A* search is a graph traversal and path search algorithm and can be thought of as a more efficient and more complex Dijkstra. Implementing A* will be a challenge, especially because you have to create a valid heuristic. Failing to define one correctly will result in the complete failure of the algorithm, so be careful and ask for help early if you take this path!

Iterative Deepening DFS

Breadth-first search and depth-first search are too basic to be a valid final project (as we will cover them thoroughly in class). Iteartive deepening DFS is a reasonable extension from these lectures however and is a much more efficient solution then either strategy discussed in class.

Betweeness Centrality

Betweenness centrality is a measure of connectivity in a graph network based on shortest path algorithms and can be used to answer a number of questions about social networks or the overall centrality of a graph. At the same time, it can be implemented using repeated applications of Floyd-Warshall and is thus a fairly accessible algorithm for a final project.

Eulerian Path / Cycle Identification

A Eulerian path is one that visits every edge exactly once and identifying such a path can be useful to a number of leading questions. Like many of these algorithms, wikipedia lists several possible implementations. In this case, the simplest is Fleury’s which is somewhat novel relative to the course content but is still reasonably accessible.

Strongly Connected Components

A strongly connected component is one where every vertex is reachable from every other vertex. This is very useful to identify clusters of objects in a dataset which are related in some way and there are a number of implementations which build off of depth-first search to compute these components in linear time.

PageRank Algorithm

PageRank is a very interesting algorithm historically used by Google to rank web pages for their search engine. Implementing PageRank requires having external knowledge of probabilities and a probability distribution, but the actual specifics of the algorithm are relatively straightforward given that knowledge. Do not do PageRank unless you are comfortable with writing up mathematical expressions in code (and know probability).

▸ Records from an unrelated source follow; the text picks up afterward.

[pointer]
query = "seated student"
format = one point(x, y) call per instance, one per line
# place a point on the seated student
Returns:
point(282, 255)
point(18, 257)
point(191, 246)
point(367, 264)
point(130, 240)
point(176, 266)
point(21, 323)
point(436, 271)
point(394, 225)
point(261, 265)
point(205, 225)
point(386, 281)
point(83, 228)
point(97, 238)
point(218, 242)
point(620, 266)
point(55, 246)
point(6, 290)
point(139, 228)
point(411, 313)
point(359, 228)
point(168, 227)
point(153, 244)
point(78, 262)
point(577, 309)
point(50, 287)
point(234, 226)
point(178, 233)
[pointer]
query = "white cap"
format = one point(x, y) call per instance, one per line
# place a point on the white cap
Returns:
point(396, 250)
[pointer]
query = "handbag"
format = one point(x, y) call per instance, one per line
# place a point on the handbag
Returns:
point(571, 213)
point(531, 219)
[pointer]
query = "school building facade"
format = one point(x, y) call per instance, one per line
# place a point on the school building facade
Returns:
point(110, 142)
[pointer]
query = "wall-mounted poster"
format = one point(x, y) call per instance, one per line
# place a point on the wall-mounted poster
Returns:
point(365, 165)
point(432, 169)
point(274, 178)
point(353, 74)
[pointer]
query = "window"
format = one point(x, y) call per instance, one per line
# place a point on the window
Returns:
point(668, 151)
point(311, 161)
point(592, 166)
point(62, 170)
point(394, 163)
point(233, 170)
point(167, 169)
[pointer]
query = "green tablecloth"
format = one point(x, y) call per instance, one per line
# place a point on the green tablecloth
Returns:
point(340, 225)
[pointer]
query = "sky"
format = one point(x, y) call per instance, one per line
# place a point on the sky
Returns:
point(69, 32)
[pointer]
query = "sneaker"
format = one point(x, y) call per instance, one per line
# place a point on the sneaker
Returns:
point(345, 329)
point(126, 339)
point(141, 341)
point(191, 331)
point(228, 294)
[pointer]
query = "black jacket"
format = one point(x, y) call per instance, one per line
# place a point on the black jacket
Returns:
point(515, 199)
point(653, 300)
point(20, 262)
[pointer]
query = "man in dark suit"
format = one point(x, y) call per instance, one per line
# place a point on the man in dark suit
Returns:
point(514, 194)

CSV, JSON, or plaintext Algorithms

There is much less structure to a CSV, JSON or plaintext data source and therefore there is a much greater range of possibilities. This freedom can be quite dangerous – as the project must be sufficiently challenging to be a good capstone to the course but not so difficult as to be impossible. Given that, here are a few interesting algorithms for you to consider when selecting a non-graph dataset or non-graph algorithm.

Bloom Filters

A bloom filter is a space-efficient but lossy data structure that can answer a single question – ‘is an input value a member of the set of all objects stored in the bloom filter?’ (Even then it cannot do so with 100% accuracy). At the same time, it is a very accessible data structure given a modest understanding of hashing and can be a great project for storing very large datasets in a very small space while still allowing them to be searched directly.

Suffix Arrays

A suffix array is a data storage structure for strings that can be built using depth-first traversal of a suffix tree or constructed directly in linear time. This is a much simpler algorithm then most or all of the other data structures and would have to be combined with a truly interesting use-case or other addition to be a valid final project.

Burrows-Wheeler Transform

The Burrows-Wheeler Transform is a lossless and reversible data transform that can be used to improve compression of an input text while still being directly searchable for an arbitrary substring. Some creativity would be needed to identify how to store most datasets in a BWT but a text-heavy input could use a BWT algorithm alongside some other algorithms or approaches.